PARIS, le 23 janvier (Reuters) - Une femme, tenue responsable de son divorce par les tribunaux français pour ne plus avoir eu de relations sexuelles avec son mari, a remporté un appel devant la cour européenne des droits de l'homme, a annoncé la cour jeudi, relançant un débat en France sur les droits des femmes.
La Française - identifiée comme Mme H.W, née en 1955 - a porté son affaire devant la Cour européenne des droits de l'homme (CEDH) en 2021 après avoir épuisé les voies légales en France près d'une décennie après le divorce.

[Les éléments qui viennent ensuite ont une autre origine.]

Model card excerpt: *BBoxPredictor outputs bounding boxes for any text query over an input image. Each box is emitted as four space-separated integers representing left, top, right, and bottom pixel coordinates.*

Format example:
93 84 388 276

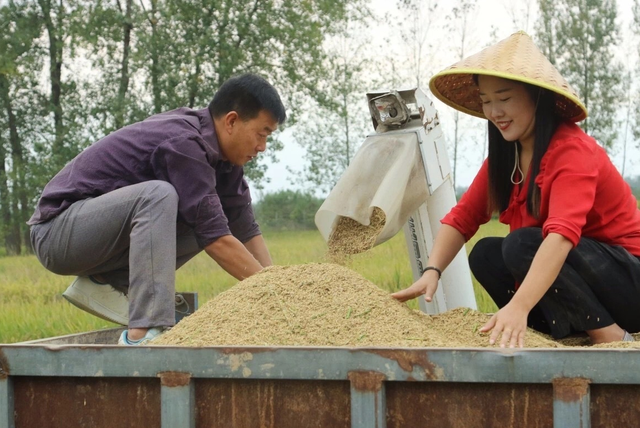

La CEDH a statué que les tribunaux français avaient violé le droit de la femme au respect de sa vie privée et familiale.
Dans la présente affaire, la Cour n'a pu identifier aucune raison capable de justifier cette ingérence des autorités publiques dans le domaine de la sexualité, a-t-elle déclaré dans un communiqué.
La décision de la CEDH survient dans une période d'introspection en France après l'affaire très médiatisée de Gisèle Pélicot, dont le mari était accusé de droguer son épouse et d'inviter des dizaines d'hommes chez eux pour la violer. Cette affaire avait choqué le monde, ravivé des débats houleux en France et transformé Gisèle Pélicot en icône féministe.
Dans un communiqué diffusé par son avocate, Lilia Mhissen, H.W a célébré sa victoire juridique.
J'espère que cette décision marquera un tournant dans la lutte pour les droits des femmes en France", a-t-elle déclaré. "Il est désormais impératif que la France, comme d'autres pays européens tels que le Portugal ou l'Espagne, prenne des mesures concrètes pour éradiquer cette culture du viol et promouvoir une véritable culture du consentement et du respect mutuel.
Mhissen a déclaré que la décision de la CEDH n'a pas d'impact sur le divorce de H.W., qui est définitif. Cependant, elle a souligné qu'elle aura un impact majeur sur la législation française, empêchant les juges français de rendre des décisions similaires lors de futurs divorces.
Cette décision marque l'abolition du devoir conjugal et de la vision archaïque et canonique de la famille", a-t-elle déclaré dans un communiqué. "Les tribunaux cesseront enfin d'interpréter le droit français à travers le prisme du droit canonique et d'imposer aux femmes l'obligation d'avoir des relations sexuelles au sein du mariage.
Le ministère de l'Europe et des Affaires étrangères de la France, qui représentait le gouvernement français dans l'affaire, n'a pas répondu immédiatement à une demande de commentaire.
La femme, qui a épousé son mari en 1984 et a eu quatre enfants avec lui, voulait le divorce mais contestait d'être tenue pour responsable de la rupture, arguant qu'il s'agissait d'une intrusion injuste dans sa vie privée et d'une violation de son intégrité physique.
Elle a évoqué des problèmes de santé et des menaces de violence de la part de son mari comme raisons pour lesquelles elle n'avait plus de relations intimes à partir de 2004.
Le fait qu'un des enfants du couple soit handicapé mentalement et physiquement a ajouté du stress au mariage.
H.W., originaire du Chesnay près de Paris, a déclaré avoir été profondément traumatisée par la décision, qui légitime un environnement familial où l'intimité et la dignité des femmes sont ignorées et bafouées.
L'affaire de H.W. a été soutenue par deux groupes de militantisme féminin français.
Emmanuelle Piet, à la tête de l'un d'eux, le Collectif féministe contre le viol, s'est dite ravie.
Madame W a passé quinze ans à mener ce combat, et il s'est terminé par une victoire, bravo," a-t-elle déclaré. "Lorsqu'on est contrainte d'avoir des relations sexuelles dans le mariage, c'est du viol.